Il y a ceux qui s'empressent de voir dans ces résultats un échec rétroactif du « modèle portugais » (qui, étant portugais, n'a jamais voulu être un modèle), qui consistait en un accord parlementaire entre la gauche et le PS, mais sans participation dans le gouvernement, compte tenu des différences programmatiques et de conception.
Pour que le débat soit rigoureux, il faut préciser que cet accord parlementaire a été signé en 2015 et s'est terminé en 2019. Aux élections de cette année-là, le Bloc a conservé les 19 députés. Mais, le lendemain, le Parti socialiste a refusé un contrat de quatre ans supplémentaires, proposé par le Bloc de gauche, et a ainsi mis fin à «l'engin». C'est dans ce contexte, après deux années d'opposition, au cours desquelles le Bloc a voté contre deux budgets de l'État (le PCP n'a voté que contre le dernier), étant donné qu'ils ne permettent pas de répondre adéquatement à l'urgence sociale, notamment dans les services de santé , que cet affrontement et cette défaite électorale.
Ainsi, ces élections interviennent après deux ans au cours desquels le Parti socialiste a rejeté les accords parlementaires au nom d'avancées en matière de santé, de droit du travail ou en réponse à la crise, cherchant à mater la gauche. L'intransigeance qui a conduit à la défaite du budget de l'État, et la crise politique artificielle dont elle est à l'origine, a été une stratégie réussie de bipolarisation et de « vote utile » contre la droite. L'agence Fitch s'est empressée de saluer la victoire du PS et de proclamer que, ainsi, ce parti ne cédera pas aux pressions de la gauche pour changer la législation du travail ou pour étendre le service public de santé.
A droite, la carte a changé. Il est confortable pour Chega et IL d'utiliser cet élan dans l'opposition, sans que leur politique soit mise à l'épreuve : le mélange de propagande et d'agressivité a ainsi un champ libre. Le changement d'orientation et de leadership du PSD sera influencé par cette nouvelle carte, qui rend plus probable un rapprochement avec ces extrêmes droites, anciennes et nouvelles. La droite va bien, c'est la loi Trump.

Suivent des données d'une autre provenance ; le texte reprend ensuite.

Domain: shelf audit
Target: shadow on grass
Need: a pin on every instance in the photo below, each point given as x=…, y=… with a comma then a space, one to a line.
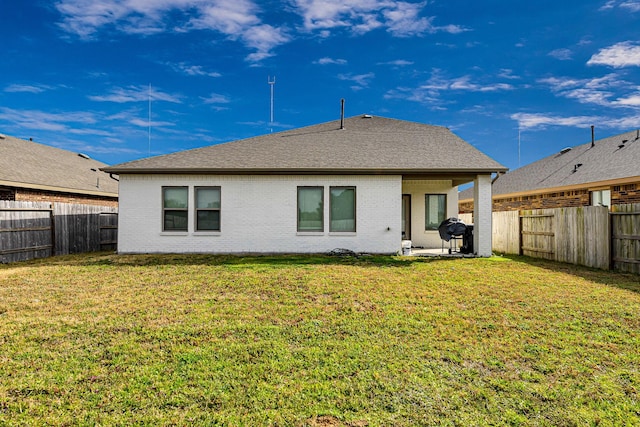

Le cycle de la majorité absolue pour les quatre prochaines années est un danger, surtout dans deux domaines : dans les services publics, compte tenu de l'antagonisme entre le Parti socialiste et l'école publique ou son engagement à protéger le système de santé privé ; et dans l'économie, considérant que le PS protège l'activité des grandes entreprises et utilise la fiscalité pour transférer des ressources vers le capital, comme il peut le faire encore, par exemple, pour compenser la hausse du salaire minimum.
L'inflation, même si elle est encore courte, érode déjà les revenus du travail, souvent également pénalisés par l'augmentation du coût du logement. Pour cette raison, ce sera encore une fois dans la vie sociale que se jouera la suprématie ou l'érosion de cette majorité absolue. Atteignant le sommet de sa puissance, António Costa fait maintenant face à toutes les difficultés qu'il a créées, ignorées ou aggravées. De notre côté, la gauche bâtira sa force sur l'énergie de sa mobilisation, face à la majorité absolue.
Francisco Louça il a été coordinateur du Bloc de gauche (2005-2012). Auteur, entre autres livres, de La malédiction de Midas - La culture du capitalisme tardif (Alouette).